Wednesday, October 19, 2022

Racing the weather - and saying goodbye


 Racing the weather - and saying goodbye 


The 2 (short) days walk from Finisterre to Muxia was eventful in an uneventful sort of way. 


For those who may not know, the two coastal towns of Finisterre (or Fisterra) and Muxia have in recent years become towns that pilgrims like to visit when the Camino is done. Some walk (90 km), some bus, and some do a combination. The two towns are about 30 km apart so it has become increasingly popular to walk between them as well. 


In my times in Spain I have:

  • Bussed to Finisterre 3 times
  • Walked to Finisterre 3 times
  • Walked to Muxia 1 time
  • Walked from Finisterre to Muxia 2 times 


As I said this walk was eventful in an uneventful kind of way. 


Event 1 - I lost my Tilley hat. No big deal, but it’s been a friend on the last three Caminos, so I’ll miss it. Someone emailed me later that day and said “your hat is on a post about 4 km from Finisterre!”  Unfortunately by that time I was 17 km from Finisterre, and even a faithful Tilley hat is not worth retracing 13 Camino kilometres!


Farewell, old friend


Event 2 - lost my backpack - thankfully only temporarily. Apparently when the lady from Hostel 1 called the backpack taxi (yes there is such a thing) she told them the wrong address for Hostel 2. And apparently the backpack taxi driver didn’t read the directions I had written on the backpack. 


After figuring that all out the company owner very graciously brought the back from his house/office to my hostel (40 km) and all was well!

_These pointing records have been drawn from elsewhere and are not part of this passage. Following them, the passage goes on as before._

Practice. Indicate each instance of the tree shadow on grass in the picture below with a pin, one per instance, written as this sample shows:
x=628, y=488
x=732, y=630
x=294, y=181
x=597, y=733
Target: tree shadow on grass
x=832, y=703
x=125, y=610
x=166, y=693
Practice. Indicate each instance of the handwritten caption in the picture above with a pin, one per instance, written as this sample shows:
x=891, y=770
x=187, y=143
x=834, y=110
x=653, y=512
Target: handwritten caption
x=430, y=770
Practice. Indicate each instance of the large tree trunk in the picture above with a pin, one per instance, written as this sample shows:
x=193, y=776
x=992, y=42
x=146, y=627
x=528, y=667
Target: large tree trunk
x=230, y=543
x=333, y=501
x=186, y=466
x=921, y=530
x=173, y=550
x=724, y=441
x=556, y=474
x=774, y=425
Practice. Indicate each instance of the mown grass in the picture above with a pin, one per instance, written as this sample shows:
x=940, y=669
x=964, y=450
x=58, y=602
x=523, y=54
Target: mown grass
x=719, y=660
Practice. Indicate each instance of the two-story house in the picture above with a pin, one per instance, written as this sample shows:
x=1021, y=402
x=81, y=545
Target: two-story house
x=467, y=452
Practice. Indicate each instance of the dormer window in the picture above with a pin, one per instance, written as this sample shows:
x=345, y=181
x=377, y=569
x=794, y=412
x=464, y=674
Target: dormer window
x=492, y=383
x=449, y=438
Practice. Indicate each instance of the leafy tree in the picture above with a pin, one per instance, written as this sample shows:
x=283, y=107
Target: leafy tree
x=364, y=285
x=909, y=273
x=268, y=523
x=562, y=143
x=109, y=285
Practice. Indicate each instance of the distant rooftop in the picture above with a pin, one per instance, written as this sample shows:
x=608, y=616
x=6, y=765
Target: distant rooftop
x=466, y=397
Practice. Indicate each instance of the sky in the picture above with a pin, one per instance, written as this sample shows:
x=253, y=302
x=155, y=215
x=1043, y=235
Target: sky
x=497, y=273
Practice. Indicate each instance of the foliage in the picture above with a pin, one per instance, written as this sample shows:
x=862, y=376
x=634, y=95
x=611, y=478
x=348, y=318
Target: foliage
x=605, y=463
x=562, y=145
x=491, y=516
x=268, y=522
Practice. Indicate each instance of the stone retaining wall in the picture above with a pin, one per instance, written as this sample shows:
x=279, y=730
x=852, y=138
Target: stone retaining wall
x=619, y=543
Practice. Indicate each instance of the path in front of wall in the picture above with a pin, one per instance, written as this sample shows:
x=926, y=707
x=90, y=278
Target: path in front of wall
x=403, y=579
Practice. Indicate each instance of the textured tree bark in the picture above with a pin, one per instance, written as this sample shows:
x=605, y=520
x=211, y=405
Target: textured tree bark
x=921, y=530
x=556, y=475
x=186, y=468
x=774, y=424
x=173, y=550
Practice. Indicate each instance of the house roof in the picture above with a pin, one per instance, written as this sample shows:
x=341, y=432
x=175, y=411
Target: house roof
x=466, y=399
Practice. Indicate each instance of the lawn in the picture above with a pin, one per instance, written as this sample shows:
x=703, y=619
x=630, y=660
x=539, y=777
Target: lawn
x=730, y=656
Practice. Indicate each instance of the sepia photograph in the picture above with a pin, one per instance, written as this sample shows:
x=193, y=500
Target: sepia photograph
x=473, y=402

Event 3 - at our albergue in Lires (read “middle of nowhere”) the sign said “dinner served at 7:30”. We went at 7:35 and were told we’d have to eat in a hurry because tonight they close at 8:00???? (Apparently this is company party night, and they forgot to tell the people who make signs saying “dinner is at 7:30”)


Don’t trust everything you read!
Fake times!


Event 4 - since dinner time was confusing we made sure to check on breakfast time the next day. “Certainly sir!  Breakfast is from 8:00 to 11:00”. (It matters because this is the last cafe for 17 km and we have one banana between us.). 


Down for breakfast in the morning. Find one lone security guard to tell us “I don’t know why, but no one showed up for work this morning. Kitchen is closed”. 


Apparently people in Lires don’t handle the company party very well. 


Event 4 - the weather. 

Four (count them - four) major weather advisories for our area for the morning walk. Two major “damaging to life and property” wind warnings and two major rain warnings with accompanying flooding possibilities.  


So Wednesday morning we RACED the weather. 15 km hike in exactly three hours (in case you are wondering that’s fasssssst hiking times!  Muy rápido!!!!)


Screen shot at exactly 2 hrs in


We didn’t out run the wind, but we did manage to get to our destination ahead of the rain. In case you’re wondering winds with sustained gusts of 80 km/hr, when directly behind you make it fairly easy to walk/hike 5km per hour for 3 hours. 


We met many hikers going the other direction and believe me they were NOT doing 5 kph !! 



80 km/hr sustained gusts
Glad it was a tailwind!

So that’s that. Two days to walk to Muxia, an afternoon and morning to look around, and now we are in a Monbus hurtling/lurching along country roads on the way back to Santiago de Compostela. (It’s amazing how fast a bus hurtles when one has travelled at the speed of a slow walk for three plus weeks. 


Tonight we’ll sleep in a 254 bed albergue, (thankfully not all in one room) and tomorrow (Thursday) it’s off to Porto for the last leg of this magnificent grandfather/granddaughter adventure!